L'Écureuil accusé devant les animaux Théodore Lorin (19è siècle)

Un écureuil, dans un jardin,
Avait croqué mainte et mainte noisette :
Devant les animaux, pour ce grave larcin,
Il fut cité par la belette.
« Mes chers amis, dit-elle, ce voleur
Nous couvre, tous tant que nous sommes,
Et d'opprobre et de déshonneur.
De quel œil voulez-vous désormais que les hommes
Puissent nous regarder ? » La pie avec aigreur
Tint le même langage ; enfin le pauvre hère
Allait être proscrit. Un singe survenant
Entreprit d'arranger l'affaire.
« Messieurs, s'écria-t-il, pourquoi cette colère ?

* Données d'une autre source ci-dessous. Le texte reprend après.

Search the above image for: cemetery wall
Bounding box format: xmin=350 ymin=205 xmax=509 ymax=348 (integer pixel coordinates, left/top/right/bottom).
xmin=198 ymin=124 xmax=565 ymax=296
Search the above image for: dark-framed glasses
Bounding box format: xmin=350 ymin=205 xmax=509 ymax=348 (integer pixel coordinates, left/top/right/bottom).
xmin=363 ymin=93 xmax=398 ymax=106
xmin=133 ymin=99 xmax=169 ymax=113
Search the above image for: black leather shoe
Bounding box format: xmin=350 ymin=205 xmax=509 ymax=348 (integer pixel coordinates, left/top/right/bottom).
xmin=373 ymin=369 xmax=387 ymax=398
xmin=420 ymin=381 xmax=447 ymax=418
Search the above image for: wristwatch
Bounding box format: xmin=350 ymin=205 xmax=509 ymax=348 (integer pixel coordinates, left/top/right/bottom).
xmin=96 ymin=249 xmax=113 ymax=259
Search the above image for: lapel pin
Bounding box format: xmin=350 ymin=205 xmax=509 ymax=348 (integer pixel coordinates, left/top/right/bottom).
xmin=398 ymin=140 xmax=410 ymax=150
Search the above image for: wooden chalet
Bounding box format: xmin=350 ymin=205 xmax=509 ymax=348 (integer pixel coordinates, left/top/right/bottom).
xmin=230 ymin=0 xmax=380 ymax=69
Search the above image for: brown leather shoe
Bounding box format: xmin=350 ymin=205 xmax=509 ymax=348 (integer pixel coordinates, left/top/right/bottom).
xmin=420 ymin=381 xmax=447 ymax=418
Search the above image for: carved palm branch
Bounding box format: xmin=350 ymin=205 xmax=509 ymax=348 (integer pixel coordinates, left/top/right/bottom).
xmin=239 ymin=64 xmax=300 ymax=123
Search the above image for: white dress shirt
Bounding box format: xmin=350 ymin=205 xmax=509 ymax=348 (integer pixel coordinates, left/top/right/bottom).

Eh ! qui de nous n'en a pas fait autant ?
Est-ce vous, par hasard, belette, ma commère,
Qui, chaque nuit, ravagez les greniers,
Les basses-cours, les colombiers ?
Quant à vous, madame la pie,
Chacun sait quelle est votre vie.
Pour moi, je suis bien loin de me croire innocent.
Je dois le confesser : enclin au brigandage,
On ne m'a vu que trop souvent
Dans plus d'un potager mettre tout au pillage.
Qu'ainsi que moi, chacun de vous,
Avant de porter la sentence,
Avec sévérité sonde sa conscience. »
Par ce sage discours, il fit tourner la chance.
Les animaux sentant qu'ils avaient tous
Un égal besoin d'indulgence,
D'une commune voix l'écureuil fut absous.